If you were looking for a powerful desktop PC, you would normally expect to come home with a hulking great tower with cooling fans blowing like a jet engine. The Geekom Mini IT 13 packs plenty of power into a device that can sit on the palm of your hand—and does so at a ridiculously low price.
The Geekom Mini IT 13 comes in a variety of configurations, but the one I was sent for review is the top-of-the-range spec. It has a punchy Intel Core i9-13900H processor, a generous 32GB of RAM and there’s plenty of storage space for games and other apps with a 2TB SSD. All of this costs only $789.
To put that price into context, if you wanted to purchase an Apple Mac mini with 32GB of unified memory and a 2TB SSD you would be looking at $2,299. The Geekom Mini IT 13 is astonishingly cheap.
Geekom Mini IT 13 Benchmarks
To be clear, the Intel Core i9 processor inside the Geekom Mini IT 13 is a mobile processor, the kind you would normally find in laptops. It’s not as powerful as a full-blown Core-i9 desktop chip that you would typically see in one of those giant tower cases.
That said, the Mini IT 13 definitely doesn’t lack grunt. In the Geekbench 6.1 benchmark, it scored 2,445 in the single core tests and 11,453 in the multi-core scores. That’s roughly equivalent to the scores from the 2021 M1 MacBook Pro (2,350/12,248), which cost $2,500 new. It’s more than powerful enough for any day-to-day computing activity you might throw at it.

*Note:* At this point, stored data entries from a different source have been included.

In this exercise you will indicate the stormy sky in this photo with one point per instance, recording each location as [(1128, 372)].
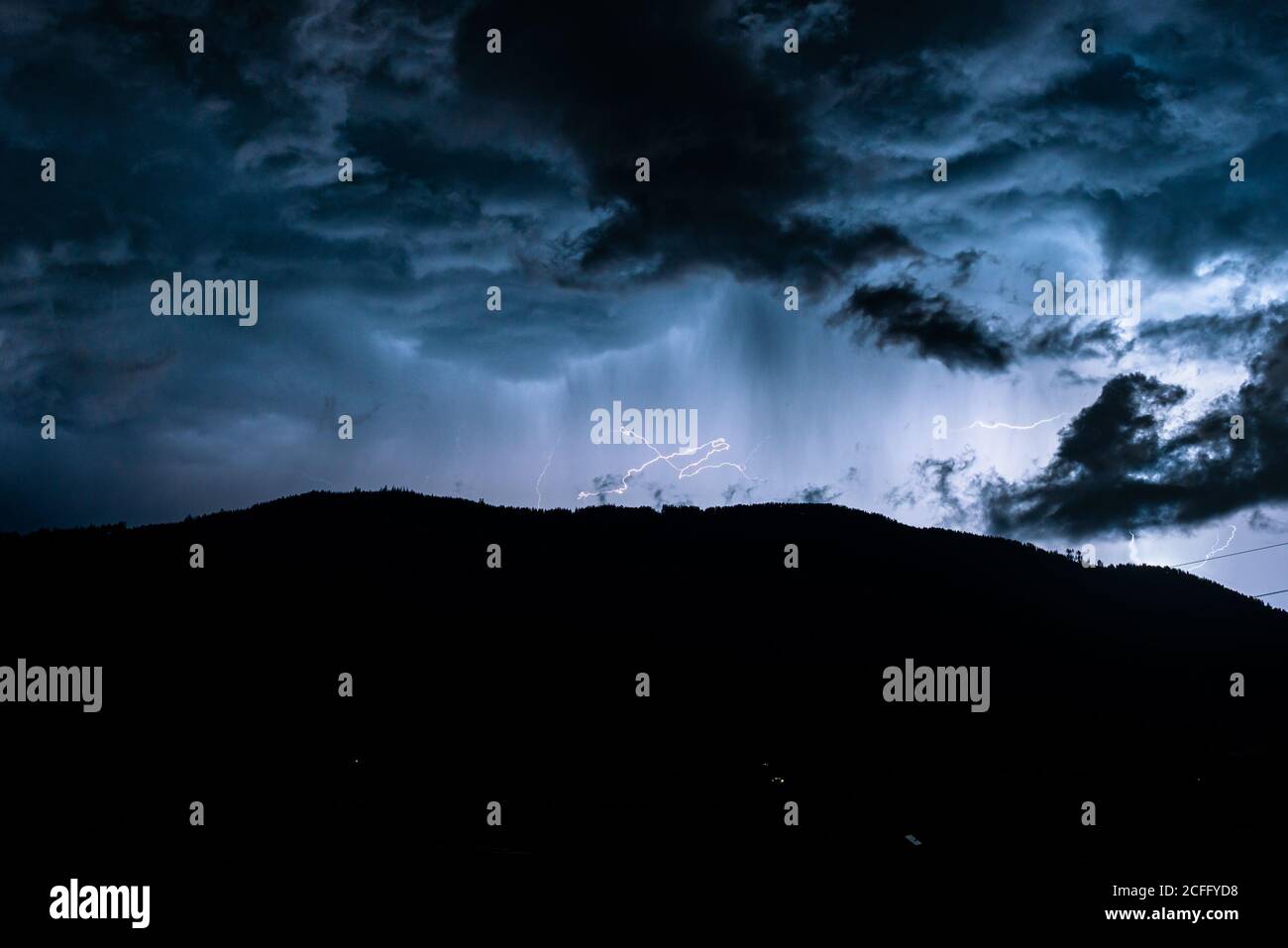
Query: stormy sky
[(767, 168)]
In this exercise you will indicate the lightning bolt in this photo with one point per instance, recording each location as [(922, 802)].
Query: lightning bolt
[(694, 468), (1216, 549), (545, 469), (993, 425)]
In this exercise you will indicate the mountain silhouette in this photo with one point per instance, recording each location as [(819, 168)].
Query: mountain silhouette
[(518, 685)]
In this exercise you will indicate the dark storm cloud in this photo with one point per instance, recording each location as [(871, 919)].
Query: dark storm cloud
[(1125, 462), (732, 155), (930, 324)]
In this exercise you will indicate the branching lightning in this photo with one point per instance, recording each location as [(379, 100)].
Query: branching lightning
[(545, 469), (1218, 549), (1132, 554), (688, 471), (993, 425)]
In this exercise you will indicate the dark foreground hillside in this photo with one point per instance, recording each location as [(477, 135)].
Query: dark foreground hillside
[(518, 685)]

Graphics wise, it relies on Intel’s Iris Xe graphics. They’re a lot better than they used to be, but not exactly the pinnacle of gaming performance either. In Fortnite, I was averaging between 30-60 frames per second, when playing at 4K resolution with low quality settings. It was playable, but glitchy. Dropping to Full HD made the frame rate much smoother.

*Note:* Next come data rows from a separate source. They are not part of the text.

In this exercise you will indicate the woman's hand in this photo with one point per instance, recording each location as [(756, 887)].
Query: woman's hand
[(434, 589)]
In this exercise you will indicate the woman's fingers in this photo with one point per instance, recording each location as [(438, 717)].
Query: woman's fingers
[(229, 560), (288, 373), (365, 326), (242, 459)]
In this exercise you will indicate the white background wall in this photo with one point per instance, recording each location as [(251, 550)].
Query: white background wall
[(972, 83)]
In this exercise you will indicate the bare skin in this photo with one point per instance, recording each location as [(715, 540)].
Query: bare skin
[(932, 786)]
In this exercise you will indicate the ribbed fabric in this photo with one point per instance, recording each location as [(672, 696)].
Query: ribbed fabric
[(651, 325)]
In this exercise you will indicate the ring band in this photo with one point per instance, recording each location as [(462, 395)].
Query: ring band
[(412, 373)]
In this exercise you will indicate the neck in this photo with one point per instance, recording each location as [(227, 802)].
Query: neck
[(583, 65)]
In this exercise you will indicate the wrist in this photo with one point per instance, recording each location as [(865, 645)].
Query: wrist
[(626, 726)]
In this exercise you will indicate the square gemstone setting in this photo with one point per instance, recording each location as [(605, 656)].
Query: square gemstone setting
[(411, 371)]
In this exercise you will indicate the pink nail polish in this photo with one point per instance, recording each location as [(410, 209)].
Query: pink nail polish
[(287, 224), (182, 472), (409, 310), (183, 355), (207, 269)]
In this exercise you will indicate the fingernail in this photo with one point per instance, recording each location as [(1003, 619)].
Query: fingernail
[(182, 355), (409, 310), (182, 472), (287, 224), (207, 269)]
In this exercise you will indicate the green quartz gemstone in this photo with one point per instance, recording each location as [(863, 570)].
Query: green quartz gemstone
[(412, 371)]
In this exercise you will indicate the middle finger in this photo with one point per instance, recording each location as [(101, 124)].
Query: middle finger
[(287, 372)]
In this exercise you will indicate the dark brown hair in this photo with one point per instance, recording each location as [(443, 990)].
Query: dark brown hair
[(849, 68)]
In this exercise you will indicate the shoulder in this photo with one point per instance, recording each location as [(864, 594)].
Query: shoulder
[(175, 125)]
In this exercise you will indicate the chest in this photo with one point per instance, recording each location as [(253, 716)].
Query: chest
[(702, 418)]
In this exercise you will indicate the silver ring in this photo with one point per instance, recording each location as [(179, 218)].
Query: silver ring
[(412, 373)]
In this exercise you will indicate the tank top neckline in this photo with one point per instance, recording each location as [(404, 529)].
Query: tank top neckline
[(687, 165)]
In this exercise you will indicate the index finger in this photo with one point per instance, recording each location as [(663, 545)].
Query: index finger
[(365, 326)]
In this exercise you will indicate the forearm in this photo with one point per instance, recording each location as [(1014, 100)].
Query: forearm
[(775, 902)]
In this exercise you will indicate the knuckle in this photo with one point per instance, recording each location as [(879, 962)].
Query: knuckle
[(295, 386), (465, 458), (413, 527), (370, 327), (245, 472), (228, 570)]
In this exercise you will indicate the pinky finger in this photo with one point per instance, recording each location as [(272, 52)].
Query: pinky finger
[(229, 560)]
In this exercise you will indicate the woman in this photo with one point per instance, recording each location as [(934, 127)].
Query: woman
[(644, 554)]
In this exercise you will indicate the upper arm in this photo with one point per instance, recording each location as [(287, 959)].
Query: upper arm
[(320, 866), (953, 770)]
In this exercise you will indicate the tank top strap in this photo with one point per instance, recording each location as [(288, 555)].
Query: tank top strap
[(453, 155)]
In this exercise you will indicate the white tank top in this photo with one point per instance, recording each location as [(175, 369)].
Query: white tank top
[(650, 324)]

In general, it will be fine for casual gaming and just about playable with demanding 3D action titles, but if you’re looking for a dedicated gaming rig, look elsewhere. Geekom’s AMD-based AS 6 Mini PC, which I reviewed earlier this year, offers better graphics performance if you’re determined to play games on a small form-factor PC.
Size Matters
Packing this much power into a device as small and unobtrusive as the Mini IT 13 is impressive. It has a smaller footprint than the Mac mini, measuring 117 x 112 x49.2mm. It’s small enough to sit on my monitor stand, taking up no extra desk space at all. Geekom provides a plate to mount it to the back of compatible monitors, meaning you could keep it completely out of eyeshot.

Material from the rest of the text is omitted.